Meanwhile, “on the demand side, Pakistan announced the purchase of its second floating storage re-gasification unit (“FSRU”). The country is expected to continue to increase its LNG imports to counter declining indigenous production. Bangladesh announced agreements for the construction and operation of the country’s first LNG import terminal, which will be a floating facility. Both projects continue a trend of new importing nations selecting FSRUs, which are typically quicker to market and more flexible than land-based terminals. We expect FSRUs to be an important link to the supply and to facilitate the creation of additional demand in both new and existing markets. Year to date LNG import volumes in China and India are up 27% and 34%, respectively, with both countries looking to respond to reduced LNG prices. In the third quarter, LNG prices in Northeast Asia and Northwest Europe rose by 16% and 15%, respectively, making the LNG price arbitrage for US exports more attractive”, said the ship owner.

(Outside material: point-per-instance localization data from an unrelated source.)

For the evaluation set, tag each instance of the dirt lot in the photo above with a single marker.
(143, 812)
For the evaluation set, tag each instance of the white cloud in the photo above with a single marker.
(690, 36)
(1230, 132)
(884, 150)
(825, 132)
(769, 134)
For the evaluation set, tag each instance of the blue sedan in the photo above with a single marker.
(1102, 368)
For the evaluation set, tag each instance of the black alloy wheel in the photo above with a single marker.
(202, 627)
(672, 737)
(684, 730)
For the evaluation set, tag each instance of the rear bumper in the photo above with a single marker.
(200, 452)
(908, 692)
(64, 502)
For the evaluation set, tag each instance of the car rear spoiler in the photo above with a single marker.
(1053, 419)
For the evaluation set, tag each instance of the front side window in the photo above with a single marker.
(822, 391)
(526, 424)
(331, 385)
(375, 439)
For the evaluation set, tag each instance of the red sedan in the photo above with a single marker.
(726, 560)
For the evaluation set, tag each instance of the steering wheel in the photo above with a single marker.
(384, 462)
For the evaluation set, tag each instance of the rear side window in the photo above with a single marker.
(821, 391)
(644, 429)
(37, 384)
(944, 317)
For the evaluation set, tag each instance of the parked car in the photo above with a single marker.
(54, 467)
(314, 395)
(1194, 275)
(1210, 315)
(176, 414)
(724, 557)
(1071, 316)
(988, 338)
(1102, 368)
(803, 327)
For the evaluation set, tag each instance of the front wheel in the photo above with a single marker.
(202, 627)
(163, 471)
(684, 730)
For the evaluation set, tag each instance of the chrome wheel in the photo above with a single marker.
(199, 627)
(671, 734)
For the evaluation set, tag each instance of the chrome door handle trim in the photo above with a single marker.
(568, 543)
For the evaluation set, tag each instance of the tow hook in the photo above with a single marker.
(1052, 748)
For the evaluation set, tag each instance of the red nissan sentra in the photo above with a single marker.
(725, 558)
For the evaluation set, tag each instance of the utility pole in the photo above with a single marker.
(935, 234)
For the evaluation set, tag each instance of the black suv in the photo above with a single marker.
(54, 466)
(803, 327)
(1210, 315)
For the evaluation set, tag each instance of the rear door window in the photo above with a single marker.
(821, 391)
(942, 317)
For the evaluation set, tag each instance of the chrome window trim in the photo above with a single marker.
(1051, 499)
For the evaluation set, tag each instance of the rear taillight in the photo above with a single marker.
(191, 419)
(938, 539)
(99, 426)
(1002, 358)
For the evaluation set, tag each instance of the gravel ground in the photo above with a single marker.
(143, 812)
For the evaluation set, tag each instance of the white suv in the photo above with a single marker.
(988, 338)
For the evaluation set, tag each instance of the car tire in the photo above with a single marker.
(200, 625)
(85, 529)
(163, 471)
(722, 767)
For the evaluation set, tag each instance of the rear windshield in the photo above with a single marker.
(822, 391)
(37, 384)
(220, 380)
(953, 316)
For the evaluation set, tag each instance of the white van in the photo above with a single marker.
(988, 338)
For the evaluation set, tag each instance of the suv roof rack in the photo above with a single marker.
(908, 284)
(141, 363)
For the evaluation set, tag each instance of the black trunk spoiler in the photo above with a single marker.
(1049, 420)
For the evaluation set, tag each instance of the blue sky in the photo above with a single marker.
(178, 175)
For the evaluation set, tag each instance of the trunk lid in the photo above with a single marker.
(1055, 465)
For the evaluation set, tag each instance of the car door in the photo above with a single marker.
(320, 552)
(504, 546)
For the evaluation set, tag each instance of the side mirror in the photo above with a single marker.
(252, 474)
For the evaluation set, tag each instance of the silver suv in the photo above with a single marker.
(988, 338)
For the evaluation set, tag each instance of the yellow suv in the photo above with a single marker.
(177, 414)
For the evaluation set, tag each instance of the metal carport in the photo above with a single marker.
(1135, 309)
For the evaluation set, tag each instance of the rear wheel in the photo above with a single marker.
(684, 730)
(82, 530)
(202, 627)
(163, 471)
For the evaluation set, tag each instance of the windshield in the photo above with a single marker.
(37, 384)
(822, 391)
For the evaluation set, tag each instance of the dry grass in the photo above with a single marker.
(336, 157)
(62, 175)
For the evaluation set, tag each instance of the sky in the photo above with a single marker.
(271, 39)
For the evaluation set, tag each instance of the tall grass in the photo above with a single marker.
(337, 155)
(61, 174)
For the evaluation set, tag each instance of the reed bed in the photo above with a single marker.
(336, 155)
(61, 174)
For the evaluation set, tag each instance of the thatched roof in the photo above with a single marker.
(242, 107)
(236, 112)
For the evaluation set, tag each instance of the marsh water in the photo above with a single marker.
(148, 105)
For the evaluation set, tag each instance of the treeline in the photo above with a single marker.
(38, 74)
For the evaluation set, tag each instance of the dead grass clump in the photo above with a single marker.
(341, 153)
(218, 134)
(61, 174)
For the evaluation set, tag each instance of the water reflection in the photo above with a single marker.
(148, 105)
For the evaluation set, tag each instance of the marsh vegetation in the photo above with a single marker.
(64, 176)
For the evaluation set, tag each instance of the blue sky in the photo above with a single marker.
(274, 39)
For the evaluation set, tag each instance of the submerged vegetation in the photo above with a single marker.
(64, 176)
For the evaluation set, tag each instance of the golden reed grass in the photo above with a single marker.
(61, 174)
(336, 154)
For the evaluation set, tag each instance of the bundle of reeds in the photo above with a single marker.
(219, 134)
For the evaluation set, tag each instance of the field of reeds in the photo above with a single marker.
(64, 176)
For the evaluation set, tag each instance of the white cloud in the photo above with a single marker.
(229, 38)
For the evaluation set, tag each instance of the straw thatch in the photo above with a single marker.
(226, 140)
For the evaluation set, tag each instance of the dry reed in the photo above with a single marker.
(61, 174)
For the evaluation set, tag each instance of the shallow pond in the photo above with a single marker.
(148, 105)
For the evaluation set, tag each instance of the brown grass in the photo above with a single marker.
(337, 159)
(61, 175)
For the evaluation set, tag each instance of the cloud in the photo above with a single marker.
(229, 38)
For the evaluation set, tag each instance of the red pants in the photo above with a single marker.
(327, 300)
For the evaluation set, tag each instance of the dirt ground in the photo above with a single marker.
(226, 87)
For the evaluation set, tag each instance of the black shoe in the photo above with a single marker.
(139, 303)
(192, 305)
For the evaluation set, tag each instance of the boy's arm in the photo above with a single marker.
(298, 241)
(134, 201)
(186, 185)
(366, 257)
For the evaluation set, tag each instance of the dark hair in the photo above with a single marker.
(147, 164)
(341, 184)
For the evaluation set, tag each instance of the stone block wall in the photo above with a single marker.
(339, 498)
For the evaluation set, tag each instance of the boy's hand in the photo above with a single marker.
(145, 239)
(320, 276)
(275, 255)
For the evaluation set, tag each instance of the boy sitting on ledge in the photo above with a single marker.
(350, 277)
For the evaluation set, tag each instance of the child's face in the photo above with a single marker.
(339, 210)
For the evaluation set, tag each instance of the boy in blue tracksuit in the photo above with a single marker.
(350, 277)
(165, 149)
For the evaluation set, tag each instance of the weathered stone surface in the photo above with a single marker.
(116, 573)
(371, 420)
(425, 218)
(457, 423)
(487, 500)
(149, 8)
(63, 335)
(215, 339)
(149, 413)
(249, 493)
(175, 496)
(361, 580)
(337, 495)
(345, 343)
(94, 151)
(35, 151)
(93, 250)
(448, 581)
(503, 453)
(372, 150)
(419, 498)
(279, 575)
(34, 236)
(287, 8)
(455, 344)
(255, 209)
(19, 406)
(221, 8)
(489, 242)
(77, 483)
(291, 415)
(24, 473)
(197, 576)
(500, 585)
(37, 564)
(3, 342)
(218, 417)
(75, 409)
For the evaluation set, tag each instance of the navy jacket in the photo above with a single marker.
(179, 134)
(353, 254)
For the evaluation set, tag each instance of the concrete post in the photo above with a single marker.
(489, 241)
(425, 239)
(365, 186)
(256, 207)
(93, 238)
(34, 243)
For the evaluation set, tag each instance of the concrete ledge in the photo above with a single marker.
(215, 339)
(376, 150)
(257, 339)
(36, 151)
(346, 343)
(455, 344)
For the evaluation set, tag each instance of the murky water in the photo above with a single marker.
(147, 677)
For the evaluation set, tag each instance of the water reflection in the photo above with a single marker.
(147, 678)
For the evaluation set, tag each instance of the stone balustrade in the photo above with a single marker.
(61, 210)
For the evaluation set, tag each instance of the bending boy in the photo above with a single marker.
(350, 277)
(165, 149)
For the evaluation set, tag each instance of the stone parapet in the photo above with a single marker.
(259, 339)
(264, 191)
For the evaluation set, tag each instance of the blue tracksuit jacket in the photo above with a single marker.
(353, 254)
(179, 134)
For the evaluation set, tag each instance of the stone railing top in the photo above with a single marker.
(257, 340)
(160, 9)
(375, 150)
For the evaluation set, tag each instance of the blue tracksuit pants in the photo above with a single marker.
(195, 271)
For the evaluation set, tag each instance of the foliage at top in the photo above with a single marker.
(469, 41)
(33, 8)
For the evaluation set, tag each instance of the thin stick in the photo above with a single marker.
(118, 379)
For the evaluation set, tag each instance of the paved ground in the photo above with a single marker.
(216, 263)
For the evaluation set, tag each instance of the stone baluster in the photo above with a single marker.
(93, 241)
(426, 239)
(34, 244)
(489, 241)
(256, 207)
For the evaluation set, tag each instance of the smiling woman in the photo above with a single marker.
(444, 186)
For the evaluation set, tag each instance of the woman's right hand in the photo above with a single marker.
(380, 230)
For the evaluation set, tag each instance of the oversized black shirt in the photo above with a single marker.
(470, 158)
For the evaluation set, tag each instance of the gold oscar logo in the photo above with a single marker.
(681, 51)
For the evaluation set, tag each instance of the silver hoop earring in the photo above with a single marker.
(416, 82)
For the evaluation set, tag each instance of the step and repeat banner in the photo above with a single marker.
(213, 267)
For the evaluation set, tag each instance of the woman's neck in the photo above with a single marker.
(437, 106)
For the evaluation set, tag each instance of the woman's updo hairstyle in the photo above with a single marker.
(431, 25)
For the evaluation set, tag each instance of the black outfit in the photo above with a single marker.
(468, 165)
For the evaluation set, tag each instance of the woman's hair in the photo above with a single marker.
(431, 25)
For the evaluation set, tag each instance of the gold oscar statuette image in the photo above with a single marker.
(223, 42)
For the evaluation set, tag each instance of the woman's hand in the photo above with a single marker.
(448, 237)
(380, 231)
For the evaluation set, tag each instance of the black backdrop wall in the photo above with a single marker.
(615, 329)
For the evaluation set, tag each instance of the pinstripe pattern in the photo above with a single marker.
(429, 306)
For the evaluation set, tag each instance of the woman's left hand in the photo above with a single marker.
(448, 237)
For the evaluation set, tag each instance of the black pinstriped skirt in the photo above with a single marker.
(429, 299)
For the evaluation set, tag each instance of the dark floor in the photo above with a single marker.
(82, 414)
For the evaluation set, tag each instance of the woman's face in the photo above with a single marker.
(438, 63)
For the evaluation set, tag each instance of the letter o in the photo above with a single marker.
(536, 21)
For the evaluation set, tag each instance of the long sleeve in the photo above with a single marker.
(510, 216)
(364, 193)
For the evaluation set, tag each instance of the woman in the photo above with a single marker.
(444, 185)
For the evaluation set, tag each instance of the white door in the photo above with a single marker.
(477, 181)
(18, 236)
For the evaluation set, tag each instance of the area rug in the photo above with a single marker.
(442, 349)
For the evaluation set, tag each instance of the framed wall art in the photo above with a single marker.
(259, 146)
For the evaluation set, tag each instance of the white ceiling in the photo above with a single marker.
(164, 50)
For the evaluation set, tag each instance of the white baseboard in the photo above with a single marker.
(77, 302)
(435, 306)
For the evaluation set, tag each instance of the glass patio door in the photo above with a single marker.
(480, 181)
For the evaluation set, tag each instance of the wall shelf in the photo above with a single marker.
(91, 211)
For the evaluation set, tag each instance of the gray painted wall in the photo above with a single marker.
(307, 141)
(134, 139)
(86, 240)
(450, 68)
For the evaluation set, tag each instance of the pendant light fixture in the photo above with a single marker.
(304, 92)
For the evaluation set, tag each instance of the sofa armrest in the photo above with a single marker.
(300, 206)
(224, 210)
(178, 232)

GasLog added that “in the shorter-term shipping market, spot rates in the third quarter increased from multi-year lows reflecting new LNG supply coming online and the restarts of the Gorgon and Angola LNG projects, which removed vessel re-lets from the market. From January to September 2016, there were approximately 210 spot fixtures completed compared to approximately 130 for the same period last year, an increase of around 60%. Whilst it is too early to predict a sustained recovery, we believe that fundamentals continue to point to a recovery in 2017 and beyond”, the ship owner concluded.